The attendees: The 20 guests included Dunkan, 36, and the curator Simon Gerard, 30, who worked on the current exhibition; Knauf, who’d been there for the show’s opening a week before, was back home in Berlin. There was a Latin American contingent consisting of the Uruguayan-born, Paris-based sculptor Katharina Kaminski, 30, who had an exhibition at Sainte Anne last month; the Cuban curator Dayneris Brito, 28; and the Peruvian architect Diego Delgado-Elias, 44. Other friends included the Serbian designer Ana Kraš, 39; the former Paris Opera dancer Emilie Fouilloux, 40; the Australian designer Kym Ellery, 40; and the Australian actress Melissa George, 47. The couple behind the up-and-coming Paris architecture studio Festen, Charlotte de Tonnac and Hugo Sauzay, both 37, who live in the neighborhood, also stopped by — as did the Italian fashion designer Giambattista Valli, 56, his partner Farid Rebbali, 45, and their son Adam, 11. “Bianca has an art for bringing people together; she connects people, and everyone is so different,” said Valli. “It doesn’t feel typical of Paris.”

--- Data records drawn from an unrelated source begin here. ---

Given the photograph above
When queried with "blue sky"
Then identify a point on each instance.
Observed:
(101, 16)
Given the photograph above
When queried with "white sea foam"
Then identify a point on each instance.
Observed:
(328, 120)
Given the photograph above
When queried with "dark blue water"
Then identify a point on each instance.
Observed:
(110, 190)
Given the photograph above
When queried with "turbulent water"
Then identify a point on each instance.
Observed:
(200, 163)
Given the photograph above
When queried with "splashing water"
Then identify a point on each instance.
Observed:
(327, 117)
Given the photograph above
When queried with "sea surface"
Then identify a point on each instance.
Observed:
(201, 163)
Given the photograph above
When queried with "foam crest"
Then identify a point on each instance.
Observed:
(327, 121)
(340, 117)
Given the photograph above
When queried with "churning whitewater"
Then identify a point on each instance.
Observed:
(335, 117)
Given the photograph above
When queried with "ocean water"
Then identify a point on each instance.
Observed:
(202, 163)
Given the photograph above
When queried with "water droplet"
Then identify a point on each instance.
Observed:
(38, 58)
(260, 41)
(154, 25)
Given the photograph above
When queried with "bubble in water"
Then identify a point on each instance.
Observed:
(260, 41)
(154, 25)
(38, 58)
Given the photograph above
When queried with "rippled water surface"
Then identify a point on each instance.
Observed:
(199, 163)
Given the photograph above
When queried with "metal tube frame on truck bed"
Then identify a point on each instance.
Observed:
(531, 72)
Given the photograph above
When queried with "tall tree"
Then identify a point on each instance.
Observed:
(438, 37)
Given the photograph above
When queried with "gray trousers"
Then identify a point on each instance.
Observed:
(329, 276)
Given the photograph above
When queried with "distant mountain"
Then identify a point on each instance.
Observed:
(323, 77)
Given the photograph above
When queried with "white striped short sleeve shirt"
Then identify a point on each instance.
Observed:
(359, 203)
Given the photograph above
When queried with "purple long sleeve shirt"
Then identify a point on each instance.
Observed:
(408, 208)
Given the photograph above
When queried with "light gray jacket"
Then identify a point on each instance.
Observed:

The table: The meal was laid out on the dining table, on a mix of vintage silver and glass platters that Lee Vasquez has collected over the years. The porcelain tableware and water vessel, as well as a vase set on a nearby plinth, were made by the ceramist Elsa Brunet, whose pottery classes in Saint-Germain Lee Vasquez has taken for the past two years. The mismatched white linens and glasses were flea market finds.

The food: Lee Vasquez asked the 26-year-old Estonian chef Monika Varšavskaja, who specializes in Eastern European-inspired, vegetable-centric food, to prepare the meal. She served two puff pastry pies — one filled with cabbage and another stuffed with chopped boiled eggs and dill — alongside a stack of flatbreads and dishes of pickles, olives and anchovies. Platters of blanched brussels sprouts and a rainbow-colored radicchio salad added color to the table. “It’s typical market food from my childhood, made from humble ingredients — so perfect for a Sunday lunch,” said Varšavskaja. For dessert, the British-Spanish chef Isabel Garcia, 29, brought two tres leches spongecakes, which sparked a playful debate about the origins of the beloved Latin American dessert, serving them alongside a platter of passion fruit and pawpaw.

The drinks: Katkoot prosecco — a delicate, fragrant sparkling wine made in Treviso, Italy — flowed freely, followed later by Ecuadorean coffee from Lee Vasquez’s father’s farm in the country’s northern Cotacachi region.

The music: Brito, who Lee Vasquez says often gets the dancing started, put together a soulful, eclectic playlist that included the crowd favorite, “Thinking of You” by Sister Sledge, as well as “Yeah!” by the American Latin jazz musician Tito Puente and “Mali Cuba” by the Malian-Cuban supergroup AfroCubism.

The conversation: A mix of English, French and Spanish could be heard throughout the afternoon as small groups formed and dispersed in the living room. Lee Vasquez, Garcia and Fouilloux were hatching a plan for a food-inspired artist’s residency at Fouilloux’s family winery, Castello Di Cigognola, in Lombardy, Italy. And Kraš and Ellery discussed the new Paris design fair Matter and Shape, at which both were both planning to exhibit new object-led collections.

An entertaining idea: Lee Vasquez likes to tailor her dress codes to individual guests — just to keep things interesting. “I got a message that said, ‘Dress like spring,’ so I chose all these florals. But then I met a woman coming in, and she said the dress code is neutral,” Kraš said, with a laugh. “But you look so good in color! I wanted you to pop,” Lee Vasquez explained. “I don’t like it when everyone comes looking the same, so I told Diego to wear brown, and I wanted Katharina to wear beige and match the décor.” Ellery and George, both eight months pregnant, decided to opt out: “I’m just happy I made it here,” said George.